Required Documentation in support of the Visa application
  • Form DS-230;
  • Form I – 864, Affidavit of Support Form and accompanying documents;
  • a copy of spouse/sponsor’s federal income tax returns for the last one to 3 years with W2s;
  • proof of sponsor’s current employment;
  • a list of assets, (the sponsor’s and for the immigrant’s) if they must be used to meet the poverty businesses minimum;
  • proof of ownership of assets (the sponsor’s and for the immigrant’s) if any were listed;
  • if sponsor or sponsor’s dependants have used financial need-based public benefit in the last 3 years, a list of the programs and dates of receipt;
  • if exempt from the Affidavit of Support requirement from I–864W together with a certified statement of the sponsor’s social security earning history;
  • original and one photocopy of applicant’s birth certificate;
  • original and one photocopy or marriage certificate;
  • if applicable, original and one photocopy of proof of termination of all previous marriage, such as death, divorce or annulment certificate;
  • original INS or USCIS Notice of Approved I – 130 (Form I – 797);
  • two color photographs of applicant (passport style);
  • police certificate;
  • military records, if applicable;
  • court and prison records, if applicable.
Documents showing that the Marriage is Bona Fide
  • rental agreements, leases or mortgages showing that the couple have lived together and/or have leased or bought property in both spouse’s name;
  • hotel and airplane receipts showing trips that the couple have taken together or to visit one another;
  • phone bills showing the couple’s conversations;
  • copies of letters and emails between the couple;
  • the couple’s mutual child’s birth certificate or a doctor’s report saying the applicant is pregnant.
  • joint bank statements;
  • joint credit card statements;
  • evidence that one spouse has made the other a beneficiary on his/her life or health insurance or retirement account;
  • auto registrations showing joint ownership and/or address;
  • joint club memberships;
  • receipts for gifts that couple may have purchased for one another. (There should be items that are normally considered gifts, such as flowers, candy, jewelry and art);
  • letters from friends and family to each or both mailed to an address the couple were living together;
  • photos of the couple taken before and during the marriage including those taken at the wedding. The photos should, if possible include parents and other relatives from both families. Write the date the photo was taken and a brief description of what the photo shows on the back or underneath, if photocopying them.
What happens after a visa is issued?

Assuming all goes well at the visa interview the applicant will be given an immigrant visa. The inspection process during entry typically involves a U.S. border officer opening the sealed envelope containing the visa documents and making sure the applicant has not used fraud.
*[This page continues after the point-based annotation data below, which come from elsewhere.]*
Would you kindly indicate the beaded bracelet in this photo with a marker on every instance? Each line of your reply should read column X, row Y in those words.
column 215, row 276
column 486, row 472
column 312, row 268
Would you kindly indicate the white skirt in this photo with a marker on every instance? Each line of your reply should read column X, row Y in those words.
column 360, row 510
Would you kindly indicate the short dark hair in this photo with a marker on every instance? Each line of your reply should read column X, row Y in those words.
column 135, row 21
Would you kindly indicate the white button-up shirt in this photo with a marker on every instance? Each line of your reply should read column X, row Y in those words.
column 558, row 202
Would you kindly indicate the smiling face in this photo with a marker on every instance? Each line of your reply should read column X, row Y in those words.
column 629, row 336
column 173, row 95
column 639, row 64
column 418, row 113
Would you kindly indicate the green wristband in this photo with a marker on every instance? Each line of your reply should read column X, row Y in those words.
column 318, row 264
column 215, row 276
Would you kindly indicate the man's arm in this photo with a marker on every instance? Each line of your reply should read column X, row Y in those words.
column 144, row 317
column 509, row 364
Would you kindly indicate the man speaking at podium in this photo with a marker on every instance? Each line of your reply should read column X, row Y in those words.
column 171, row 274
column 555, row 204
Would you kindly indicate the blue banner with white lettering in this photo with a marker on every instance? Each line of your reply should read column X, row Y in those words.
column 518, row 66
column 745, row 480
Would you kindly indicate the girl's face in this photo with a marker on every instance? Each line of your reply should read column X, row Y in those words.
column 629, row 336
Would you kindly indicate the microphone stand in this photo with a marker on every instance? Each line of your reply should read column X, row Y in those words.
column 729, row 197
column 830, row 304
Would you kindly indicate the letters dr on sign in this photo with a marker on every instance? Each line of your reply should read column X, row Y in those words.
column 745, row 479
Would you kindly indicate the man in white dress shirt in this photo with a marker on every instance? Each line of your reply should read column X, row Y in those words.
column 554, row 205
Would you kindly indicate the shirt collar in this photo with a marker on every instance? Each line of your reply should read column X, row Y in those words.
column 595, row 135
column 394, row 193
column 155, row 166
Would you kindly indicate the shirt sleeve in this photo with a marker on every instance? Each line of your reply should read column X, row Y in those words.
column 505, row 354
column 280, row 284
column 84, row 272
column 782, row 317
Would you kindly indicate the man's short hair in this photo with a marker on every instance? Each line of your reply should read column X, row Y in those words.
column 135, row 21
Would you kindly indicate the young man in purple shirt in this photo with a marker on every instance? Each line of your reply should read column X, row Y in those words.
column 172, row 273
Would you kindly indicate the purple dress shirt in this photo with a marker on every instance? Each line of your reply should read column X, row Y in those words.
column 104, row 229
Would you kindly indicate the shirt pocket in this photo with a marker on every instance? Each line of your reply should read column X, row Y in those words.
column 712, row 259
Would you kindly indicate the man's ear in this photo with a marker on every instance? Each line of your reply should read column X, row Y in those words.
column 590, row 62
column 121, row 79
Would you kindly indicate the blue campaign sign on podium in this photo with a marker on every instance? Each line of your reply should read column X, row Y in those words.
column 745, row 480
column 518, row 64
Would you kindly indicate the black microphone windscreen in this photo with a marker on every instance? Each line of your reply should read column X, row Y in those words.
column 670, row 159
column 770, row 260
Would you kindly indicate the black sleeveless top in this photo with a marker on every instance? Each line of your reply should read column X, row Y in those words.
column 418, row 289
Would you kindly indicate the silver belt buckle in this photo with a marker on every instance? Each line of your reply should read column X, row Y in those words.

The border officer has expedited removal power which means that the officer can turn the applicant right around and send them home if anything appears wrong in the applicant’s packet or with answer to the officer’s questions.

If the applicant’s marriage is less than two years on the date of their entry to the U.S. the border officer will grant them a conditional residence, i.e. a CR1 visa. If the marriage is older than 2 years, they will be made a permanent resident.